Blooming Landscapes: The Rural Economy of the Crusader States

Whether in films like “Kingdom of Heaven” or in novels like “Jerusalem” by Cecilia Holland, the crusader Kingdom of Jerusalem is most frequently depicted as a desert wasteland dotted with massive castles on barren hills. This image traces its roots at least in part to accounts by crusaders and pilgrims from Northern Europe, who found the Holy Land oppressively hot and comparatively dry. But those images are deceptive.
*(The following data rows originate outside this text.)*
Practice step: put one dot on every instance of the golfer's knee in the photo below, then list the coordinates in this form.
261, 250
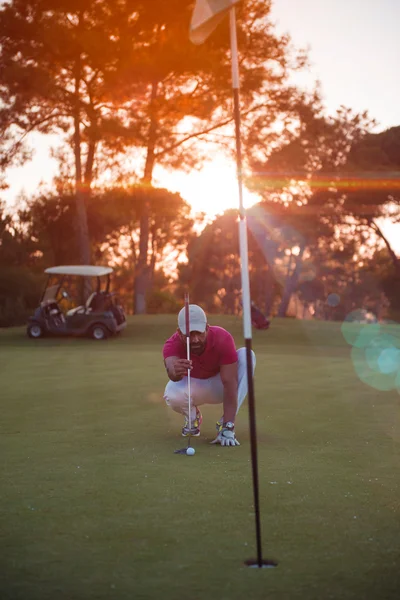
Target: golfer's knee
175, 397
242, 357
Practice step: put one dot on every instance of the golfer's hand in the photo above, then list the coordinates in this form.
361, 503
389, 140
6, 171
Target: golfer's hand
181, 367
226, 437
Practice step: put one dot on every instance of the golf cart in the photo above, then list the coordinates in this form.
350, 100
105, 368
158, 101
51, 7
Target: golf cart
58, 313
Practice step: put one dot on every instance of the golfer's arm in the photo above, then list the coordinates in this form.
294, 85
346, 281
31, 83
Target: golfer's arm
229, 378
169, 365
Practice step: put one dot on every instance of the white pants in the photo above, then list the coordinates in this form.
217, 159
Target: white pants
206, 391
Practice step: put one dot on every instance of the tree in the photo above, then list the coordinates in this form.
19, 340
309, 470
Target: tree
113, 222
212, 272
62, 64
299, 182
116, 76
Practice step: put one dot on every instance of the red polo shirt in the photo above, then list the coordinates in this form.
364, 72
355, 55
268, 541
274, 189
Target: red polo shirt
220, 350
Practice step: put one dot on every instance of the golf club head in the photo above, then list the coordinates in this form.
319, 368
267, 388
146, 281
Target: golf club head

First, modern students of the crusader states should keep in mind that most pilgrims arrived in the spring, at the start of the warm, dry season, and departed in the fall before the rains.  Crusaders who remained longer in the Holy Land, like Richard the Lionheart, encountered drenching rain and even sleet and hail along with far less than tropical temperatures. More important despite some climate change over the last 800 years, it is reasonable to assume that the climate of the “Land of Milk and Honey” is not so very different today from what it was during the period of the crusades.

The landscape near the Sea of Galilee

                                                              The coast near Ascalon

In short, far from being a crucible of heat and sand, the Holy Land under Latin Christian rule was still a highly fertile and agriculturally productive environment. That was what made it so valuable to invaders from all corners of the earth over the millennia!

But the new rulers from the West did not simply take over the existing territory, they increased its productivity substantially. Of the estimated 650,000 inhabitants of the Kingdom of Jerusalem in the second half of the 12th century, roughly 140,000 were “Franks” — Frank being the collective term for the Western Europeans that came to the Holy Land in the 12th and 13th centuries. Of these, roughly half lived in rural villages. These sixty thousand rural “Frankish” settlers lived predominantly, archaeologists believe, in new settlements and so represented a significant influx of new agricultural labor and — even more important — brought more land under cultivation.    

Equally important and far too often under-estimated, the Western settlers that came to the Holy Land during the first century of Latin rule, adapted their agricultural techniques to the new environment so effectively that their presence led to what historian Malcolm Barber calls a “agricultural revival” of the region. Thus, in addition to traditional Mediterranean products such as wheat, barley, olives and grapes, with which they were already familiar, the Western settlers in the crusader states developed commercial production of dates, sugar cane, figs, bananas and citrus fruits. The cities of Outremer — including Jerusalem itself — were not surrounded by barren desert but rather by a blooming agricultural landscape of orchards and plantations catering to the urban population.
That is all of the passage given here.